Abstract

Falls from height (FFH) are still a leading cause of fatalities in the construction industry, which also includes scaffolding-related accidents. Despite regular safety inspections, numerous scaffolding-related accidents occur at the construction site. The current safety monitoring practices are not only impractical but infeasible due to dynamicity of construction environment. Since a separate computer training and detection process is generally required to acquire spatiotemporal reasoning to control a single hazard; thus previous efforts in vision intelligence applications to improve safety monitoring are still limited to specific hazards.
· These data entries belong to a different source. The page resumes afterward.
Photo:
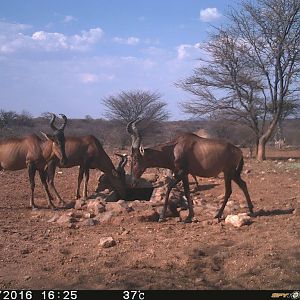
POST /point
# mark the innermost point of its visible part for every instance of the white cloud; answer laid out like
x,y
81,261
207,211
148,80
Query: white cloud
x,y
127,41
90,78
186,50
68,19
209,14
13,39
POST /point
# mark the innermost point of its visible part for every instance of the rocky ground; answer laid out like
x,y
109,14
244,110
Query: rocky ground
x,y
100,244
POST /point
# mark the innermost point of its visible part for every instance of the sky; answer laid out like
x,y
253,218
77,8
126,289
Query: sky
x,y
67,56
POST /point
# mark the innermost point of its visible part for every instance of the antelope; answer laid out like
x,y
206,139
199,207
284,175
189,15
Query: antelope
x,y
103,180
33,153
87,153
190,154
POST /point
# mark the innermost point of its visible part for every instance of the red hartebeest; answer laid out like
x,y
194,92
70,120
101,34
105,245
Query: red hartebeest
x,y
190,154
34,153
87,153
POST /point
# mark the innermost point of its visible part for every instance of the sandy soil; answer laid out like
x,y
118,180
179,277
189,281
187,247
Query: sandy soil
x,y
36,254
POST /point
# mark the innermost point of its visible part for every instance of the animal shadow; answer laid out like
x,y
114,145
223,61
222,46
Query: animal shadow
x,y
274,212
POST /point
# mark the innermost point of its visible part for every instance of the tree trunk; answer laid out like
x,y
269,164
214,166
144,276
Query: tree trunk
x,y
261,149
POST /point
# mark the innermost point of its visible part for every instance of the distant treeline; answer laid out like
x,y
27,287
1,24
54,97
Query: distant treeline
x,y
113,134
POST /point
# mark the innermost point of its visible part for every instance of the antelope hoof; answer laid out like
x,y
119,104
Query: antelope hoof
x,y
218,216
188,220
160,220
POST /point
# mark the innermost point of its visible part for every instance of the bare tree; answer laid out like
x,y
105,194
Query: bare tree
x,y
130,105
252,70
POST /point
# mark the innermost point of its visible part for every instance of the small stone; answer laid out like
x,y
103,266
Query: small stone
x,y
107,242
88,222
53,219
27,277
79,204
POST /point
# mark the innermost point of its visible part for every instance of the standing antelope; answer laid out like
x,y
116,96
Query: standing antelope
x,y
190,154
87,153
33,153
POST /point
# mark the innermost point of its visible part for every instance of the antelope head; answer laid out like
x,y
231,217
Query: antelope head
x,y
58,139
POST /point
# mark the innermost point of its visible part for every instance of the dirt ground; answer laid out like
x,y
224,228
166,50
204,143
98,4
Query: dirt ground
x,y
37,254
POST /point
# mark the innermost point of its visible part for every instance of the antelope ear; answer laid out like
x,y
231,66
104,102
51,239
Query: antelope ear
x,y
142,151
47,136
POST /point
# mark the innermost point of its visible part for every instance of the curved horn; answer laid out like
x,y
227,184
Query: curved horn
x,y
135,135
123,160
65,121
52,122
Also, in regard to detecting unsafe situations based on extracted correlations from safety rules, to date, previous studies have devoted little attention to this domain. To address these issues, this study proposes a correlation-based approach for mobile scaffold safety monitoring and detecting worker's unsafe behaviors. A deep neural network, Mask R-CNN, was used as classification and segmentation of worker's tasks combined with object correlation detection (OCD) module to identify worker's unsafe behaviors. The approach divides the overall construction worker's safety into two subsets, classification of worker and detection of safe (class-1) and unsafe (class-2) behavior using OCD block. The overall performance was evaluated on set of real scenarios with test results showing 85 % and 97 % precision and recall for class-1 (safe behavior) and 91 % and 65 % precision and recall for class-2 (unsafe behavior). The overall accuracy of 86 % confirms the Mask R-CNN-based OCD module's applicability for detecting worker's unsafe behavior effectively in a construction environment.